GLM-5.2 from Z.ai: Does the new Chinese model really "kill" Claude? Analyst's breakdown
In the crypto and tech communities, discussions are heating up around the new neural network GLM-5.2 from Z.ai. Enthusiasts have already dubbed it the "Chinese killer" of Anthropic's Claude, and some bloggers claim that at a price ten times lower, it outperforms its competitor in several scenarios. Let's figure out how true these claims are.
What is GLM-5.2 and what makes it powerful?
GLM-5.2 is a flagship model designed for long and complex work sessions. Its main advantage over its predecessor GLM-5.1 is a stable context window of 1 million tokens (compared to 200 thousand previously). This allows the model to keep entire codebases in focus without losing quality over ultra-long distances.
Key features of the model include two levels of reasoning enhancement: High for balancing performance and token consumption, and Max for maximum analysis depth. The model is distributed under the open MIT license, allowing it to be run on your own hardware (self-hosting). The API price remains at the level of the previous version.
Benchmarks: numbers don't lie
According to Z.ai's own tests, GLM-5.2 is recognized as the strongest open model on the market.

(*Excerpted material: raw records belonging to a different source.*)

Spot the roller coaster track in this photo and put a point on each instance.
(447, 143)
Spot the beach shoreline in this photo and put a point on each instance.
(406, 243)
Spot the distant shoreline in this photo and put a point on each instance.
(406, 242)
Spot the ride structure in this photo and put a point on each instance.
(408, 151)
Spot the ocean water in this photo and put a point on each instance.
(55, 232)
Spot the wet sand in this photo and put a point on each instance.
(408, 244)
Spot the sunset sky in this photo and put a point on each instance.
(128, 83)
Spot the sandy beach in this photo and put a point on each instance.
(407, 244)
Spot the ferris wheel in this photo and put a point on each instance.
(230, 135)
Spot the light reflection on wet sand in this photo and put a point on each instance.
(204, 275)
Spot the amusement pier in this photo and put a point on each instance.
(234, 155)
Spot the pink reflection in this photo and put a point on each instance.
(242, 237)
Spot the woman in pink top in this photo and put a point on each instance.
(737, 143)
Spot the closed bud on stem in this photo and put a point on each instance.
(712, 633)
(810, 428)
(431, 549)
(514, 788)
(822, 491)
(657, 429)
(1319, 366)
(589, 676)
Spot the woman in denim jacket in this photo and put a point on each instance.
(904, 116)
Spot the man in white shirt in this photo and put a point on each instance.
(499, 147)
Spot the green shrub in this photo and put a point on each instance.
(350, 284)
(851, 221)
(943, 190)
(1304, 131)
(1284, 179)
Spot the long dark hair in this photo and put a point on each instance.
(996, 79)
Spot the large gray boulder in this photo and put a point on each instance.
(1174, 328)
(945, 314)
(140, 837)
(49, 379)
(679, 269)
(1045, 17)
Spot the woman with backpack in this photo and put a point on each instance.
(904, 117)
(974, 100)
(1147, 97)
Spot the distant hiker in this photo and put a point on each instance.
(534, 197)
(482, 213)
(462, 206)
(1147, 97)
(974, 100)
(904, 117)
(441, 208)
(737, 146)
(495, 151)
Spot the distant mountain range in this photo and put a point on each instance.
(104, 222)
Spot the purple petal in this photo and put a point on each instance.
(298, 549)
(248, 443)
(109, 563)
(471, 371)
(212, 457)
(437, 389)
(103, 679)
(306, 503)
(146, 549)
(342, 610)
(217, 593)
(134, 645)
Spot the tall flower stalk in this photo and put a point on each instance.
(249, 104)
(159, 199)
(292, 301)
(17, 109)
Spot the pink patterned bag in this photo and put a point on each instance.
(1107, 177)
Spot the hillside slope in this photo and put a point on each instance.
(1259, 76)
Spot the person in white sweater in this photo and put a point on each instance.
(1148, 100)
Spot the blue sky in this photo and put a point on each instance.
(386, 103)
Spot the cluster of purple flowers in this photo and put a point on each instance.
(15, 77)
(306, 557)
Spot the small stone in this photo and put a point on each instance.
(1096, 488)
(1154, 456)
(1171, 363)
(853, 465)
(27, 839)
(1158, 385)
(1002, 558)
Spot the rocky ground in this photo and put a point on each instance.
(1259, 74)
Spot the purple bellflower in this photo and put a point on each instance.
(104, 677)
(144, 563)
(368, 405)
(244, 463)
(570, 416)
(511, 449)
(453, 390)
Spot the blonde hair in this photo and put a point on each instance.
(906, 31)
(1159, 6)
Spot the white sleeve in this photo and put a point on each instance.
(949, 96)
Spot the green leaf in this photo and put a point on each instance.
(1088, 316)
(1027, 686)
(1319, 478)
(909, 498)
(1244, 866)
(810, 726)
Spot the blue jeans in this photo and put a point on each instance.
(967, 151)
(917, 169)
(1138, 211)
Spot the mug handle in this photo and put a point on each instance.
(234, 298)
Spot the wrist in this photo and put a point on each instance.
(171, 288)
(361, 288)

However, it generally falls short of the flagship Claude Opus 4.8 in most cases. The gap with GLM-5.1 is noticeable: 81.0 vs. 63.5 on Terminal-Bench 2.1 and 62.1 vs. 58.4 on SWE-bench Pro. Meanwhile, on Terminal-Bench 2.1, the score of 81.0 closely approaches Opus 4.8 (85.0) and surpasses Gemini 3.1 Pro (74.0).
Comparison with competitors in maximum reasoning mode (Max) shows that GLM-5.2 confidently outperforms GPT-5.5 and Gemini 3.1 Pro on most tests but consistently lags behind Opus 4.8. For example, on SWE-bench Pro: 62.1 vs. 69.2 for Opus; on NL2Repo: 48.9 vs. 69.7. The exception is the Terminal-Bench 2.1 test, where the gap is minimal (81.0 vs. 85.0).
On ultra-long tasks (long-horizon), such as FrontierSWE, where the model works for tens of hours, GLM-5.2 lags behind Opus 4.8 by only 1%, surpassing GPT-5.5 and the previous version Opus 4.7. However, on SWE-Marathon with tasks at the level of compiler creation, the gap reaches 13%. Nevertheless, on all three tests, GLM-5.2 shows the best result among open models.
Price and pitfalls: cheap, but not for everyone
The GLM Coding Plan subscription is divided into three tiers: Lite ($12.6/month), Pro ($50.4/month), and Max ($112/month) with an annual payment discount of 30%. Quota consumption depends on load: a 3x multiplier during peak hours (14:00-18:00 Beijing time) and 2x off-peak. Until the end of September, a promotion is active where off-peak usage is billed at 1x.
However, users note that the model fully reveals itself only in Max mode, which consumes significantly more tokens. The cloud infrastructure, despite a good mathematical model, is described as extremely weak, and support as insufficient. Many developers complain that it's easier to pay for Claude or GPT than to deal with Z.ai's pricing.
Community opinion: enthusiasm and criticism
Strengths based on reviews: the model is called the strongest open neural network at the moment. Basic logic is noticeably better than version 5.1, and in programming, the model is comparable to GPT-5.5 at a high reasoning level. The AI autonomously performs complex tasks through auxiliary agents and itself suggests fixing noticed flaws.
Criticism primarily concerns service and stability: the cloud infrastructure is weak, pricing is expensive, and support leaves much to be desired. The neural network is criticized for a tendency to get stuck in infinite loops and ignore commands. According to users, the model is tailored exclusively for benchmarks, not for real production.
My conclusion: GLM-5.2 is undoubtedly a breakthrough among open models. It narrows the gap with leaders, especially in long-term scenarios, and offers an excellent price-to-performance ratio for self-hosting. But calling it a "killer" of Claude is premature. On most tests, Opus 4.8 remains ahead, and the user experience with Z.ai's cloud infrastructure is far from ideal. It is a strong competitor that will push the market to move faster, but not a "killer."